There’s no evidence that high-level thinking skills will get you a better job. There’s no evidence that an MBA will make you a better thinker. There is lots of evidence that an MBA means you’re a lousy entrepreneur. Entrepreneurs require risk taking and ingenuity. MBAs are more likely to follow rules. There’s no evidence – outside of Top 10 schools – that MBAs do better in their lives. The Top 10 only does better if you go there at the beginning of your career. And going $150K in debt for a MBA program is preposterous.

You’ve mentioned that B-school sometimes attracts individuals who are lost, uncertain, lacking a plan or pushing off the inevitable. How can students know if they are pursuing MBAs for the right or wrong reasons? What career or passion tests would you encourage them to take to find out?

You can’t get into a Top 10 school without a plan. And business school is completely ineffective if you don’t have a plan. The Top 10 won’t even let you in without plan. But if you’re not in Top 10, it won’t matter; it’s a moot point. You’re better off working, going to night school to get the degree.

What population segments or career paths do you see still benefiting from a MBA…and why?

That’s so important. You need to graduate business school and go into the workforce before you have kids. For women, this is a problem. Schools like to see you have work experience and you have a good plan. If you go in at 26 and you’re a woman, you don’t have time to leverage the degree and have kids.

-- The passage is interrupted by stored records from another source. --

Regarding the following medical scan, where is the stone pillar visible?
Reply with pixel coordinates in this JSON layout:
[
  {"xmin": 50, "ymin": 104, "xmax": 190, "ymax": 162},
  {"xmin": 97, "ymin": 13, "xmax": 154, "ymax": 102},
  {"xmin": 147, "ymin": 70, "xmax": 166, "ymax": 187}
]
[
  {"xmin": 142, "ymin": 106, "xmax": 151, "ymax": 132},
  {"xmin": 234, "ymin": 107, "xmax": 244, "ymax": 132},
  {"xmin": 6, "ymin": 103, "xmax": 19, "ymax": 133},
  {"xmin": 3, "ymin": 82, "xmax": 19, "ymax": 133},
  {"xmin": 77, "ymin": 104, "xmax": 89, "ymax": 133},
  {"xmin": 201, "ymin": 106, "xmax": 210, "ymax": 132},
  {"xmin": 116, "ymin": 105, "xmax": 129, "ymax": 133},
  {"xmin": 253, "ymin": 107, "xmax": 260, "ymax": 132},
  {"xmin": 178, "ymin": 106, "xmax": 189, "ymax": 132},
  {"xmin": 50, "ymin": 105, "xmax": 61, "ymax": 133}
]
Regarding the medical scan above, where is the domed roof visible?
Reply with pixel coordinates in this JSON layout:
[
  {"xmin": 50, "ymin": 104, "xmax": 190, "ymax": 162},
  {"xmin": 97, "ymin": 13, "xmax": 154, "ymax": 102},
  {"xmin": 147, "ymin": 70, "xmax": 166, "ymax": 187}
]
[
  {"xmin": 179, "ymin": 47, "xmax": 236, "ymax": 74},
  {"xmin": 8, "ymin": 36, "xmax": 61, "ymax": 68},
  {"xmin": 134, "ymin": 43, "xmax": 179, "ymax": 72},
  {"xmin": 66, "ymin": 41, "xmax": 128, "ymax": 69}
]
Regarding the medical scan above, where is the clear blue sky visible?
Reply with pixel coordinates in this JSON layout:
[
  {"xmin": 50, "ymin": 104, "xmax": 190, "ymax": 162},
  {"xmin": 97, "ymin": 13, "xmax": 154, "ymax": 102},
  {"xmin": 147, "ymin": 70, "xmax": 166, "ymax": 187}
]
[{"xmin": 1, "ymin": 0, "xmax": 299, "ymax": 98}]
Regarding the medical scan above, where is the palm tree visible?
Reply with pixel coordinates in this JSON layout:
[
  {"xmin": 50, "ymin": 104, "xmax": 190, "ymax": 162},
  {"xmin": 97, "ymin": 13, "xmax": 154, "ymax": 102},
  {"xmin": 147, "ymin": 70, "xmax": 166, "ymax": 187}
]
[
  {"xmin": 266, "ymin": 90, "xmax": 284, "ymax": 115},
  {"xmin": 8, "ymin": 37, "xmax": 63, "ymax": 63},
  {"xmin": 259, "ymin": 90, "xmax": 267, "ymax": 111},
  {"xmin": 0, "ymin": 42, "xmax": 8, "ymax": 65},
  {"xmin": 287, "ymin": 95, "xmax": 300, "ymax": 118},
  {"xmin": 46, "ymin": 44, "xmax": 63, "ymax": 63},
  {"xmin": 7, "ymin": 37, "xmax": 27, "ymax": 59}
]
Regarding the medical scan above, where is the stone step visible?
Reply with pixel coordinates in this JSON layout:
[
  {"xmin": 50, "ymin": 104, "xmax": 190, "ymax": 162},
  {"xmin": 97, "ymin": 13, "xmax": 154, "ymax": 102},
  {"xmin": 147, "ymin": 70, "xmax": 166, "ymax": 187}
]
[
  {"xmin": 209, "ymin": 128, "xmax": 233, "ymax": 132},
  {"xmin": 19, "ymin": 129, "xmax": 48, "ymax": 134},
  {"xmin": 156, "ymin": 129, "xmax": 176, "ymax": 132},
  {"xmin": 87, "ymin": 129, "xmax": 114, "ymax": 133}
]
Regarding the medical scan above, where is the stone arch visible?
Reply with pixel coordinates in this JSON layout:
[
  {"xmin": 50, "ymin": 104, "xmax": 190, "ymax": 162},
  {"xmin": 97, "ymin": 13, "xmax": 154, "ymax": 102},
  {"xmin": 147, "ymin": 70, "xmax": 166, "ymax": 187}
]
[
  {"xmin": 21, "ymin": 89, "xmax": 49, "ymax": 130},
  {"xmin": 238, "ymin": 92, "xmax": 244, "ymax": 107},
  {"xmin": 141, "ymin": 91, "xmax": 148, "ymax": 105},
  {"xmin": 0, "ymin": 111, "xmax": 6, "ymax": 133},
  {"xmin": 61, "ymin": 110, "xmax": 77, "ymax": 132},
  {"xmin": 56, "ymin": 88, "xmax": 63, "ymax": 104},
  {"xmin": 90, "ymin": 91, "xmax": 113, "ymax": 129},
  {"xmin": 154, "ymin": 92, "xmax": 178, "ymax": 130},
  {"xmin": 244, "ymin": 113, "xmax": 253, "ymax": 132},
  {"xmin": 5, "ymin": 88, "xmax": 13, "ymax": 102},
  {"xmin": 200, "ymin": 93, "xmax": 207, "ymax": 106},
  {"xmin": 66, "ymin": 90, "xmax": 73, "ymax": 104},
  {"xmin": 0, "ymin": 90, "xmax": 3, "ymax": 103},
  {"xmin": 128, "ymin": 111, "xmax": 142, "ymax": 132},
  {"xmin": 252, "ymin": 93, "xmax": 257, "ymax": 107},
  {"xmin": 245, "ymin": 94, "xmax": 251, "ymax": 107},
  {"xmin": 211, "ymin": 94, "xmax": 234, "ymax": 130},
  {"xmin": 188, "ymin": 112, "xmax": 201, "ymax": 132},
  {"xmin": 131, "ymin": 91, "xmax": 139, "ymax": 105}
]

That’s why the Top 10 are letting women in earlier than men. But forgot it if it’s later than 29.

If you can’t get into the Top 10, don’t go. If you didn’t get a 700 GMAT, don’t go. If you haven’t done anything amazing between the ages of 20-25, forget it. There are so many people splitting hairs and unsure. It doesn’t matter. You don’t have a chance to get in. The world is hard. Getting a job is hard. Should I get an MBA? That’s like asking if you should date a model or Nobel Prize winner. Forget it. It’ll never happen. It’s all a pretend conversation.